Marion and Alana are members of the Bullhead clan, a family with ties to a sacred past and a fierce determination to ensure their future. Alana, with her seven-fire sight, is the only person to fully grasp the danger the sandman poses. Aware of Marion’s occasional ability to navigate the spirit world, she enlists his aid in defeating this wraith. But the power and reach of the sandman go far beyond Alana’s worst fears. Soon she and Marion find themselves in a battle for their lives and for the souls of the reservation’s residents, both the living and the dead.

This Town Sleeps

A “tender, suspenseful, irresistible first novel” that explores Indigenous legend, queer relationship, and the power of landscape and lineage to shape our lives (Louise Erdrich, author of The Round House).

An unsolved murder becomes the fixation of an Indigenous American man living in far northern Minnesota as he grapples with his relationship with a closeted white man.

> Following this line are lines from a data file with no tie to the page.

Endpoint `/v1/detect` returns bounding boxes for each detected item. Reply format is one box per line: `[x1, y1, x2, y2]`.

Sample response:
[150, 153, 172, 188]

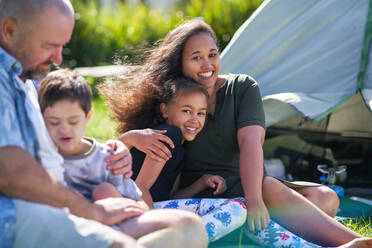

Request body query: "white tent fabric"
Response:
[221, 0, 372, 131]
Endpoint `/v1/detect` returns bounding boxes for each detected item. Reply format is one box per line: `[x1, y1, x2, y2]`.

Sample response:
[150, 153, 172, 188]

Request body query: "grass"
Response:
[85, 97, 372, 237]
[85, 97, 117, 143]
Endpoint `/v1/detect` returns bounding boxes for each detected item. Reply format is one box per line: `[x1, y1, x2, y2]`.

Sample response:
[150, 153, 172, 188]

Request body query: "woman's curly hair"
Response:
[98, 18, 217, 133]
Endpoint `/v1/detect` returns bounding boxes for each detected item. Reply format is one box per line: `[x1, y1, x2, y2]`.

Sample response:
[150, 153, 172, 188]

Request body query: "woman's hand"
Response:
[105, 140, 133, 178]
[201, 174, 227, 195]
[244, 199, 270, 232]
[119, 128, 174, 161]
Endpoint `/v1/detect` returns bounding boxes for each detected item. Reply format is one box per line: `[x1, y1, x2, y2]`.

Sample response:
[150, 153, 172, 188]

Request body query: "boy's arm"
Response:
[0, 146, 142, 225]
[171, 174, 226, 199]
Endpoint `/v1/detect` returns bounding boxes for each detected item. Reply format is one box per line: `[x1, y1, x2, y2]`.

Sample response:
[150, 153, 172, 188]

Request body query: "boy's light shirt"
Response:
[17, 78, 65, 184]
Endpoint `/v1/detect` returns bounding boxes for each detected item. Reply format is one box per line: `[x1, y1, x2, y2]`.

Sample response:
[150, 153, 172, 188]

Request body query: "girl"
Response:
[99, 77, 246, 241]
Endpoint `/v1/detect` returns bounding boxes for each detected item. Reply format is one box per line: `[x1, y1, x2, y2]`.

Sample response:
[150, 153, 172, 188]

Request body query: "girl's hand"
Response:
[105, 140, 133, 179]
[201, 174, 227, 195]
[122, 128, 174, 161]
[244, 198, 270, 232]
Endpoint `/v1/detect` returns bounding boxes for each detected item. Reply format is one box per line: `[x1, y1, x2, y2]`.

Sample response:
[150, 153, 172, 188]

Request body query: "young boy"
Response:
[38, 69, 147, 206]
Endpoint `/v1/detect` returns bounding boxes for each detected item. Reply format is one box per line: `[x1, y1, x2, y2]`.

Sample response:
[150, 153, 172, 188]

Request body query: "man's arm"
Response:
[0, 146, 142, 225]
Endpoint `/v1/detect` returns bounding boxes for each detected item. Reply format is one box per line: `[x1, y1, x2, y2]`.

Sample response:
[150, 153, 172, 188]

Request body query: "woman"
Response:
[115, 18, 370, 246]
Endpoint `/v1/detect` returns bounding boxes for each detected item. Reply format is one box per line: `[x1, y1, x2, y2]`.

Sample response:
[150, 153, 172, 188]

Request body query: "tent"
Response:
[221, 0, 372, 142]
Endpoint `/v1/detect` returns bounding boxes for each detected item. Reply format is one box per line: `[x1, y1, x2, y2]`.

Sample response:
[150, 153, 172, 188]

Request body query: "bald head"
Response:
[0, 0, 74, 32]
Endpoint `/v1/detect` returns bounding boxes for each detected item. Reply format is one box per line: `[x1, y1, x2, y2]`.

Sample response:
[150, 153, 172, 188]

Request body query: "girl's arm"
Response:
[118, 128, 174, 162]
[238, 125, 270, 231]
[135, 156, 166, 208]
[171, 173, 226, 199]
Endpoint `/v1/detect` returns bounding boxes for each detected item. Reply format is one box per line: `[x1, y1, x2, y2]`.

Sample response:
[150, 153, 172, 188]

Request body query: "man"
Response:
[0, 0, 207, 247]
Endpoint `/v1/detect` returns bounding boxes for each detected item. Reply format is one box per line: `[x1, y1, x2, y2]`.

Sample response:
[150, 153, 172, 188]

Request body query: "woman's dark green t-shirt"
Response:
[181, 74, 265, 197]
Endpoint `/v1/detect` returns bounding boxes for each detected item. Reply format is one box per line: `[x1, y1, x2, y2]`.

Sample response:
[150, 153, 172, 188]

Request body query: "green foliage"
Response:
[64, 0, 262, 67]
[85, 97, 116, 143]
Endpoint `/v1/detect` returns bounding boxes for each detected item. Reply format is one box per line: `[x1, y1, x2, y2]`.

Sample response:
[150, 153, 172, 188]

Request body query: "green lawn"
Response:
[85, 97, 372, 242]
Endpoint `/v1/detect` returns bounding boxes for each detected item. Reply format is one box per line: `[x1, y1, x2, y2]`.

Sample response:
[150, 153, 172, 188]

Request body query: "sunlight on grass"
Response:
[85, 97, 117, 142]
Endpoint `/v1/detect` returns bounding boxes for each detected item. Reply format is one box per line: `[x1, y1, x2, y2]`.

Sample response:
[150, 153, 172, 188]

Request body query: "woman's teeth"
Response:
[198, 71, 213, 77]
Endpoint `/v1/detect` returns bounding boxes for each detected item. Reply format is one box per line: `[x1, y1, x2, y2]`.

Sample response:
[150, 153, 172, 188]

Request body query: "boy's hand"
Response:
[202, 174, 227, 195]
[105, 140, 133, 179]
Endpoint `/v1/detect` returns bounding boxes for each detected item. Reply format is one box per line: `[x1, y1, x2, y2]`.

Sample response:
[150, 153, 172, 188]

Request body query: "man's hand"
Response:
[93, 197, 146, 226]
[201, 174, 227, 195]
[244, 199, 270, 232]
[105, 140, 133, 179]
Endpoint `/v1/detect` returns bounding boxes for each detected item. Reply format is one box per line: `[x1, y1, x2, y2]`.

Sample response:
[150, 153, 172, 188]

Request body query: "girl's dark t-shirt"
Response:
[130, 124, 184, 202]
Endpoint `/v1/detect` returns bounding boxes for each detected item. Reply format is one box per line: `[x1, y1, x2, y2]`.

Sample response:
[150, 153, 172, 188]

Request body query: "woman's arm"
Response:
[171, 173, 226, 199]
[238, 125, 270, 231]
[136, 156, 166, 208]
[118, 128, 174, 161]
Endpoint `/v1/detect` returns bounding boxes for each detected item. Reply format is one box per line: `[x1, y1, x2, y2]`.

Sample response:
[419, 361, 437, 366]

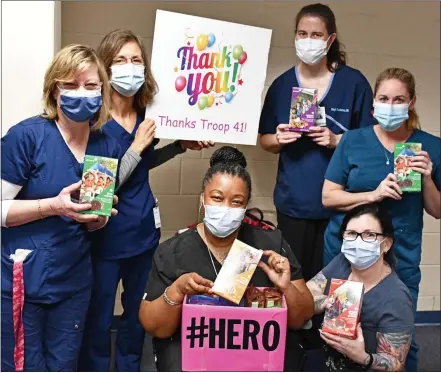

On an Ojibwe reservation called Languille Lake, within the small town of Geshig at the hub of the rez, two men enter into a secret romance. Marion Lafournier, a midtwenties gay Ojibwe man, begins a relationship with his former classmate Shannon, a heavily closeted white man. While Marion is far more open about his sexuality, neither is immune to the realities of the lives of gay men in small towns and closed societies.

Then one night, while roaming the dark streets of Geshig, Marion unknowingly brings to life the spirit of a dog from beneath the elementary school playground. The mysterious revenant leads him to the grave of Kayden Kelliher, an Ojibwe basketball star who was murdered at the age of seventeen and whose presence still lingers in the memories of the townsfolk. While investigating the fallen hero’s death, Marion discovers family connections and an old Ojibwe legend that may be the secret to unraveling the mystery he has found himself in.

“Elegant and gritty, angry and funny . . . emotional without being sentimental.”